Unpacking Sentences

Today’s hard DailyProgrammer challenge is quite a stinker of a challenge. It’s the inverse of Wednesday’s intermediate challenge, and is essentially two problems in one. Specifically, this is a constraint satisfaction problem (thanks to /u/code_and_theory on Reddit), and they can typically be solved by backtracking search algorithms, which is what I’ve used in my solution. You’ll be given a board of characters, like this:

A board of characters, much like an unsolved word-search board.

Next, you’ll be given a starting position on the board. In this particular case, it’s the top left - position (1, 1).

There's a green circle around the top-left letter, indicating the starting position.

Now, your task is to find a complete (ie. Hamiltonian) path through this grid which, when read out from start to finish, forms a valid sentence. Pretty hefty task. In this case, the sentence follows this path:

A red arrow traces the path of the sentence.

It reads: IT KEEPS YOUR NECK OFF THE LINE.

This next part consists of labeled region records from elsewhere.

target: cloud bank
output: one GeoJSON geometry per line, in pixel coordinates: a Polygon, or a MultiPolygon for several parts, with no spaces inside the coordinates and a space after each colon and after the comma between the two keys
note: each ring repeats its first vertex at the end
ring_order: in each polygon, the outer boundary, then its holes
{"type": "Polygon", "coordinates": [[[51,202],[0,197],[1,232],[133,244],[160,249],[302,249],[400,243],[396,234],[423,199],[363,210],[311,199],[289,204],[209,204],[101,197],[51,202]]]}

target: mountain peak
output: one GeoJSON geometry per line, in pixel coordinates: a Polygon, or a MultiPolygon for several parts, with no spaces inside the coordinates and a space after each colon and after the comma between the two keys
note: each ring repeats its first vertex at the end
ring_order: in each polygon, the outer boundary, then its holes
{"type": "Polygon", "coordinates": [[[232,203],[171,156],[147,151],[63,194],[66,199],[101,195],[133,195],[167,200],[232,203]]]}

The best way to break this down is to solve it in two stages.

valid sentences

Our first task is to determine if a string is a valid sentence of words in English. To do that, we’re going to need a list of words. I used this word list because the built-in one in Arch is fairly useless, as it contains every letter of the alphabet individually, which aren’t valid words. Let’s look at a simple sentence. We’ll use lower case for un-resolved bits of the sentence, and space-delimited UPPER CASE for bits of the sentence that we know are valid words.

thereissomethingafoot

The fundamental step is to see which words could form the start of this sentence. In this case it could be the or there:

THE reissomethingafoot
THERE issomethingafoot

Now, let’s look at both of these cases to see where we can go from here. The first possiblility starting with the could have Reiss as the next word:

THE REISS omethingafoot

After this, we’re stuck - OMETHINGAFOOT doesn’t start with any word in the English dictionary, and it’s not a word in itself. Therefore we stop at this stage and back-track. The other possiblity is that the sentence starts with there, after which the next word could be is:

THERE IS somethingafoot

We essentially perform this same step over and over, until we reach one of three scenarios:

We reach the end of the sentence composed of English words. This is a valid sentence: THERE IS SOMETHING AFOOT
We reach a point where we cannot go any further in the sentence, as the remainder of the sentence couldn’t possibly be valid English: THE REISS omethingafoot
We reach a point where there are no more full English words, but the last part could be an English word with more letters: ELEVEN AND TWO IS THIRTE would be valid with the letters en at the end.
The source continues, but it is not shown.